Chateaubriand: l’indeterminatezza delle passioni

Un po’ di autobiografia romantica

 

François René de CHATEAUBRIAND (1768-1848)

dalla Prefazione alla 1ª ed. di Atala (1801)

 

Ero ancora giovanissimo quando concepii l’idea di fare un’epopea dell’uomo naturale, o di raffigurare i costumi dei selvaggi, riconducendoli a qualche avvenimento noto. Dopo la scoperta dell’America non vidi soggetto più interessante, soprattutto per dei Francesi, del massacro della colonia dei Natchez in Louisiana, nel 1727. Tutte quelle tribù indiane che, dopo due secoli d’oppressione, cospiravano per restituire la libertà al Nuovo Mondo, mi parvero offrire alla penna un soggetto felice quasi quanto la conquista del Messico. Misi qualche frammento dell’opera sulla carta, ma mi accorsi subito che mancava la verosimiglianza dei colori, e che se volevo fare un quadro credibile, bisognava, come Omero, visitare i popoli che intendevo dipingere.

Nel 1789 parlai con il Signor de Malesherbes del mio progetto di andare in America. Ma, avendo al tempo stesso intenzione di dare al viaggio uno scopo pratico, formulai il proposito di scoprire quel passaggio via terra tanto cercato, e su cui lo stesso Cook aveva espresso dei dubbi. Partii, vidi le solitarie distese americane, e tornai con il piano per un altro viaggio, che doveva durare nove anni. Mi proponevo di attraversare tutto il continente dell’America settentrionale, di risalire in seguito le coste a nord della California, e di fare ritorno attraverso la baia di Hudson, girando sotto il polo. Se non fossi morto in quel secondo viaggio, avrei potuto fare delle scoperte importanti per la scienza e utili per il mio paese.

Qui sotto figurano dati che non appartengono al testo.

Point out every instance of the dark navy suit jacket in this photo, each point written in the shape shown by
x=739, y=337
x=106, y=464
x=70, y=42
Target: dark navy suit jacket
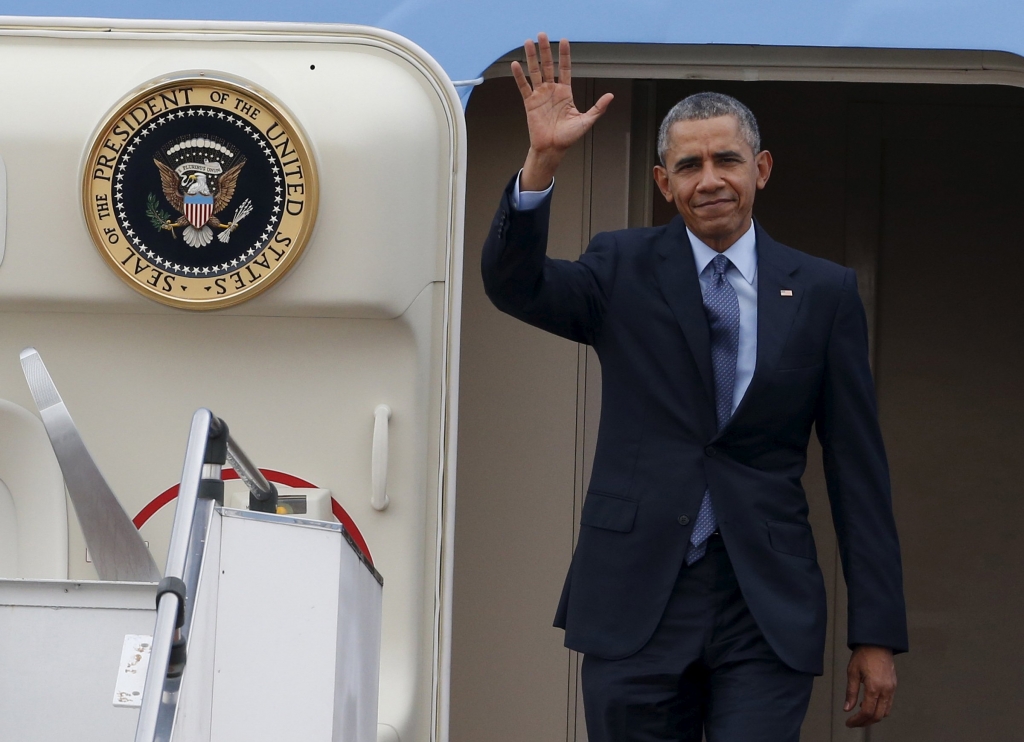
x=634, y=296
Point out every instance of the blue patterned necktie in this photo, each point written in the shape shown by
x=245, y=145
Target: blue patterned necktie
x=722, y=308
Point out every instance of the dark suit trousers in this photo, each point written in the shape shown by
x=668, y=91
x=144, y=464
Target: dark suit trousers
x=708, y=670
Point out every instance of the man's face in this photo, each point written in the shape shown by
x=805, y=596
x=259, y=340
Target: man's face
x=712, y=174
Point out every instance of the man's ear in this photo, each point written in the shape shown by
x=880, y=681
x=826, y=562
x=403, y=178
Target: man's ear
x=763, y=162
x=662, y=178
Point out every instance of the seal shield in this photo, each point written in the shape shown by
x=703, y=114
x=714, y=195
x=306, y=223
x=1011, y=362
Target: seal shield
x=200, y=191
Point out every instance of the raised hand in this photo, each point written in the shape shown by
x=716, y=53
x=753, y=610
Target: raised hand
x=555, y=123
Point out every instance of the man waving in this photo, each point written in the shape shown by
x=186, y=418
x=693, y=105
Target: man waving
x=694, y=592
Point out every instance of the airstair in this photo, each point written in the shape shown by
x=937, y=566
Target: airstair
x=240, y=639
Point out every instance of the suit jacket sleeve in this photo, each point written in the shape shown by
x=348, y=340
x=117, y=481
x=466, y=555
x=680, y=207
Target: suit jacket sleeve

Il Signor de Malesherbes s’incaricò di presentare i miei progetti al Governo; e fu in quell’occasione che egli udì i primi frammenti di questa piccola opera che oggi presento al pubblico. È ben noto ciò che divenne la Francia fino al momento in cui la Provvidenza ha fatto apparire uno di quegli uomini che essa, quando è stanca di punire, invia in segno di riconciliazione. Con addosso il sangue del mio unico fratello, di mia cognata, dell’illustre vecchio loro padre; dopo aver visto morire mia madre e un’altra sorella piena di talenti in seguito al trattamento subito in prigione, andai errando in terra straniera, dove il solo amico che avessi conservato si pugnalò tra le mie braccia.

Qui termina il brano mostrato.